The Fed’s Rate Cuts Will Spark a $2 Trillion Exodus from Money Market Funds
Money Market Funds to See Massive Outflows
According to the article, the Federal Reserve’s easing cycle is set to fuel a huge move out of money-market funds, Apollo Global Management, Inc.’s Torsten Slok said.
The firm’s chief economist said the Fed’s interest-rate hikes pumped $2 trillion into money-market accounts from March 2022 to September 2024. Assets held in money-market funds hit an all-time high of $7 trillion this month.
Where Will the $2 Trillion Go?
Now that the central bank has started cutting rates, that money will most likely rotate out of those accounts and into higher-yielding assets, Slok said.
He added, however, that the rotation would not necessarily benefit stocks but would instead result in inflows into the credit markets.
“Where will the $2 trillion added to money market accounts go now that the Fed is cutting? The most likely scenario is that money will leave money market accounts and flow into higher-yielding assets such as credit, including investment grade private credit,” Slok recently wrote.
In an earlier writing, Slok said credit markets appeared well-positioned for further inflows after the election.
“We expect credit fundamentals to remain robust. This, combined with elevated all-in yields and steep yield curves, should continue to attract inflows into credit, which should support valuations even though room for further compression is getting more limited,” Slok wrote earlier this month.
Slok’s prediction could disappoint stock bulls who were hoping the rotation out of money-market funds would fuel a fresh rally for equities.
Goldman Sachs analysts, meanwhile, said recently that investors should still favor stocks over bonds, as Fed easing and a strong economy support a pro-risk, late-cycle environment.
The analysts said in a note last month that “during late-cycle backdrops, equities can deliver attractive returns driven by earnings growth and valuation expansion, while credit total returns are usually constrained by tight credit spreads and rising yields.”
Discussion Questions
1. What is the Federal Reserve Board?
The Federal Reserve System is the central bank of the United States.
The Federal Reserve Board, currently chaired by Jerome Powell, is the main governing body of the Federal Reserve System. It is charged with overseeing the Federal Reserve Banks and with helping implement the monetary policy of the United States.
2. Visit the following “About the Fed” section of the Federal Reserve Board’s internet site:
https://www.federalreserve.gov/aboutthefed.htm
What are the five general functions of the Federal Reserve System?

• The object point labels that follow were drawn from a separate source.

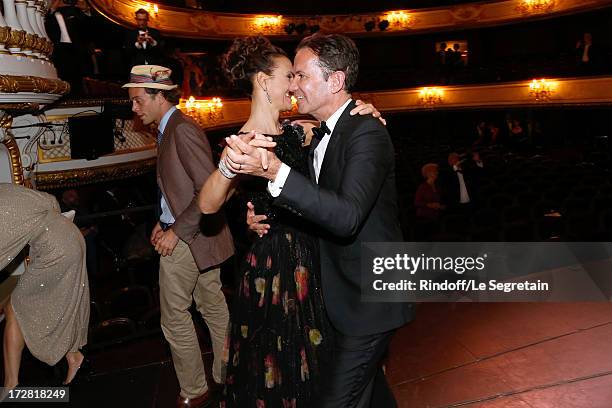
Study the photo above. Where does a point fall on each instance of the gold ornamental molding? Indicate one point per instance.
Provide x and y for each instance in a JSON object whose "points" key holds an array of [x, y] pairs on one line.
{"points": [[78, 177], [189, 23], [27, 83], [15, 159], [593, 91], [589, 91]]}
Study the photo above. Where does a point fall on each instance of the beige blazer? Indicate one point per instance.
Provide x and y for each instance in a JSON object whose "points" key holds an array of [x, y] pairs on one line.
{"points": [[184, 162]]}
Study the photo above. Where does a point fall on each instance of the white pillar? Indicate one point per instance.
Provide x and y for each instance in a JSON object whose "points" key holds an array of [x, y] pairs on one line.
{"points": [[31, 11], [22, 16], [10, 15]]}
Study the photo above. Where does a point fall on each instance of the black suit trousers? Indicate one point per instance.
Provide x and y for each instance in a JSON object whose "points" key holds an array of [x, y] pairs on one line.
{"points": [[354, 377]]}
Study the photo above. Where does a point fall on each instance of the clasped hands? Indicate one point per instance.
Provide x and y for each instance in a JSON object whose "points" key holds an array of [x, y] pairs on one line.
{"points": [[251, 153]]}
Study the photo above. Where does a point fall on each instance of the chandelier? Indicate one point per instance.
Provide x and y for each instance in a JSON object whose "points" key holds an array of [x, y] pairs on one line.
{"points": [[267, 24], [400, 19], [541, 89], [204, 111], [430, 96], [535, 6]]}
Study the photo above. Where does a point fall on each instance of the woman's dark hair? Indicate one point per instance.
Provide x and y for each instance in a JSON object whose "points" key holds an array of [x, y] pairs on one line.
{"points": [[246, 57], [336, 53]]}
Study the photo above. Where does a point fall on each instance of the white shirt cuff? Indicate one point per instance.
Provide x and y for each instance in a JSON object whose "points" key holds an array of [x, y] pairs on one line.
{"points": [[275, 187]]}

The Federal Reserve System performs the following five general functions to promote the effective operation of the U.S. economy and, more generally, the public interest:
(a) It conducts the nation’s monetary policy to promote maximum employment, stable prices, and moderate long-term interest rates in the U.S. economy;
(b) It promotes the stability of the financial system and seeks to minimize and contain systemic risks through active monitoring and engagement in the U.S. and abroad;
(c) It promotes the safety and soundness of individual financial institutions and monitors their impact on the financial system as a whole;
(d) It fosters payment and settlement system safety and efficiency through services to the banking industry and the U.S. government that facilitate U.S.-dollar transactions and payments; and
(e) It promotes consumer protection and community development through consumer-focused supervision and examination, research and analysis of emerging consumer issues and trends, community economic development activities, and the administration of consumer laws and regulations.
3. The Federal Reserve Board is an independent government agency. Although its governors are appointed by the U.S. president and must be confirmed by Congress, its monetary policy and related decisions are made autonomously and are not subject to approval by the federal government. In your reasoned opinion, should the Federal Reserve Board’s policies and practices be subject to approval by one or more branches of the federal government? Why or why not?
This is an opinion question, so student responses may vary. In your author’s opinion, the Federal Reserve should remain an independent government agency. Its independent status makes the Federal Reserve immune from the political pressures that otherwise might be imposed upon it by one or more branches of the federal government. The Fed’s independent status permits it to focus on the long-term health of the U.S. economy, rather than on short-term political objectives.